SimBle: Generating privacy preserving real-world BLE traces with ground truth

TL;DR

This paper presents a method to generate realistic, privacy-preserving Bluetooth Low Energy (BLE) traces with ground truth, enabling better evaluation of privacy and device fingerprinting strategies in large-scale scenarios.

Contribution

It introduces a standard-compliant MAC address randomization simulation in NS-3 and an optimization for large-scale trace collection, facilitating realistic BLE privacy research.

Findings

Nearly 90% of randomized addresses can be correctly linked in dense, mobile scenarios.

The proposed simulation approach accurately reproduces real BLE device behavior.

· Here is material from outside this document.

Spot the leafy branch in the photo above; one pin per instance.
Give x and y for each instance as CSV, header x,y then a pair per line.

Large-scale trace collection becomes feasible with the introduced optimization.

Abstract

Bluetooth has become critical as many IoT devices are arriving in the market. Most of the current literature focusing on Bluetooth simulation concentrates on the network protocols' performances and completely neglects the privacy protection recommendations introduced in the BLE standard. Indeed, privacy protection is one of the main issues handled in the Bluetooth standard. For instance, the current standard forces devices to change the identifier they embed within the public and private packets, known as MAC address randomization. Although randomizing MAC addresses is intended to preserve device privacy, recent literature shows many challenges that are still present. One of them is the correlation between the public packets and the emitters. Unfortunately, existing evaluation tools such as NS-3 are not designed to reproduce this Bluetooth standard's essential functionality. This makes it impossible to test solutions for different device-fingerprinting strategies as there is a lack of ground truth for large-scale scenarios with the majority of current BLE devices implementing MAC address randomization. In this paper, we first introduce a solution of standard-compliant MAC address randomization in the NS-3 framework, capable of emulating any real BLE device in the simulation and generating real-world Bluetooth traces. In addition, since the simulation run-time for trace-collection grows exponentially with the number of devices, we introduce an optimization to linearize public-packet sniffing. This made the large-scale trace-collection practically feasible. Then, we use the generated traces and associated ground truth to do a case study on the evaluation of a generic MAC address association available in the literature. Our case study reveals that close to 90 percent of randomized addresses could be correctly linked even in highly dense and mobile scenarios.